“Le bal des 41” : la sulfureuse soirée qui dégénéra en affaire d’État débarque sur Netflix
Netflix diffuse le film Le bal des 41, retraçant l’un des plus grands scandales du XXe siècle au Mexique : une fête clandestine où 42 aristocrates se livrant à la débauche ont été arrêtés. Numéro revient sur cette folle histoire qui a ébranlé les mœurs de la société mexicaine.
Par Anatole Stos.
On est en 1901. Au Mexique. Sous l’autorité despotique du président Porfirio Díaz (élu président de la République au Mexique en 1876, constamment réélu jusqu’en 1910) l’ambiance n’est pas la fête. Le peuple est exsangue, réprimé. La presse est muselée. Et l’imposante machine politique à l’esprit militaire, savamment orchestrée par Diaz, proscrit les mouvements de révolte, et se charge de placer, çà et là, des amis du dictateur au sein même du corps législatif. Comme souvent dans ces totalitarismes, le peuple souffre et la haute société mène grand train. Sous la surface machiste et liberticide de la société, l’aristocratie mexicaine se complaît, dans une ambiance décomplexée et enjouée, entre grandes demeures, soirées mondaines, déplacements en calèche, buffets gargantuesques et champagne à volonté. À l’abri des regards, un cercle clandestin gay, le cercle des “41” (ainsi baptisé en référence au nombre de ses membres), s’entiche de ces soirs débridés qui dégénèrent jusqu’à la partouze… Qu’importe, c’est le lieu où le bon mot est roi. Ignacio de la Torre, parlementaire et membre de la meilleure société de Mexico, aime lui-même s’y détendre, avec son amant Evaristo, après une journée de travail au ministère. Bien qu’il soit tout à fait conscient de son homosexualité, son ambition politique le conduit néanmoins à épouser la fille du président. Mais, dissimulant mal son attirance pour les hommes, il la délaisse. Redoutant d’accomplir son devoir conjugal, il atermoie… au grand dam du père patriarche. Et va finir par s’enliser dans une sulfureuse affaire…
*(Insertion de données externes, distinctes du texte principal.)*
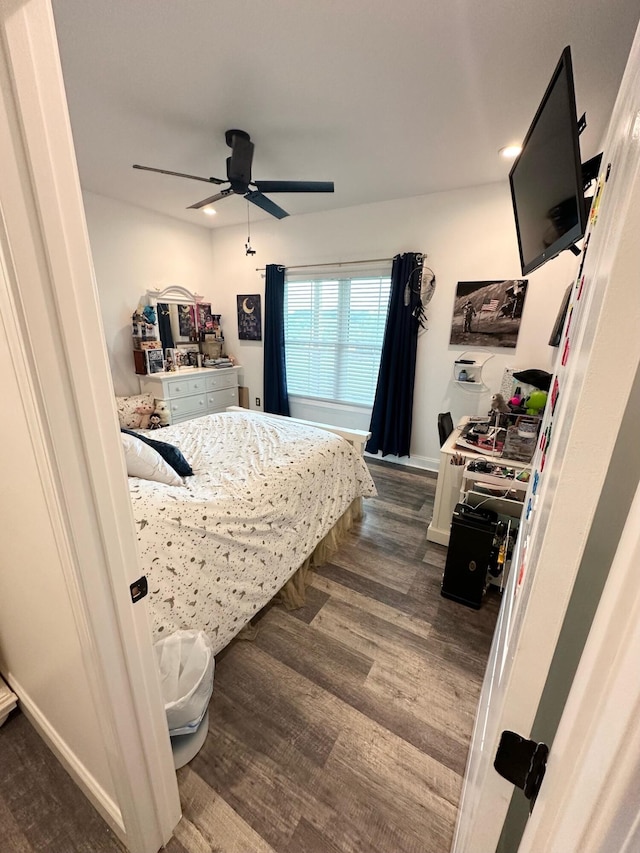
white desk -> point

Le soir du 18 novembre 1901, à 3 heures du matin, la police descend au 4 rue de la Paix, alertée par un tapage nocturne. Débute alors un épisode douloureux qui fera date dans l’histoire de la communauté LGBTQ+. À l’intérieur se tient en effet une soirée gay, réunissant 42 membres de l’élite mexicaine. Quand certains sont maquillés, d’autres portent des robes et dansent allègrement sur leurs hauts talons. Dans une société où l’homosexualité est encore criminalisée, les membres (dont 19 sont travestis) sont arrêtés sur-le-champ pour atteinte à l’ordre moral. Certains sont enrôlés de force dans un stage dans l’armée à Yucatán (au sud-est du Mexique), comme pour retrouver une “âme” virile, les autres – intouchables du fait de leur position politique, sont acquittés. Mais très vite, une rumeur enfle jusqu’à faire la une des journaux de l’époque : les 41 inculpés, en réalité, n’auraient pas été 41… mais 42 ! L’un des membres de la soirée serait, en effet, parvenu à s’éclipser et à échapper au registre établi par les officiers de police. Or cet homme à l’identité mystérieuse n’est autre que… Ignacio de la Torre y Mier : le propre gendre du président de la République ! Il aurait discrètement été retiré de la liste des prévenus pour éviter un scandale d’État et ne pas entacher l’image de sa belle-famille. Plus qu’un simple fait divers, cette affaire a constitué une profonde rupture dans la société mexicaine. À partir de ce moment, le chiffre 41 a été associé pendant longtemps à l’homosexualité. Enclenchant une véritable prise de conscience, cet événement a marqué le début de la défense des droits homosexuels au Mexique, dans une société placée sous le joug d’un despote.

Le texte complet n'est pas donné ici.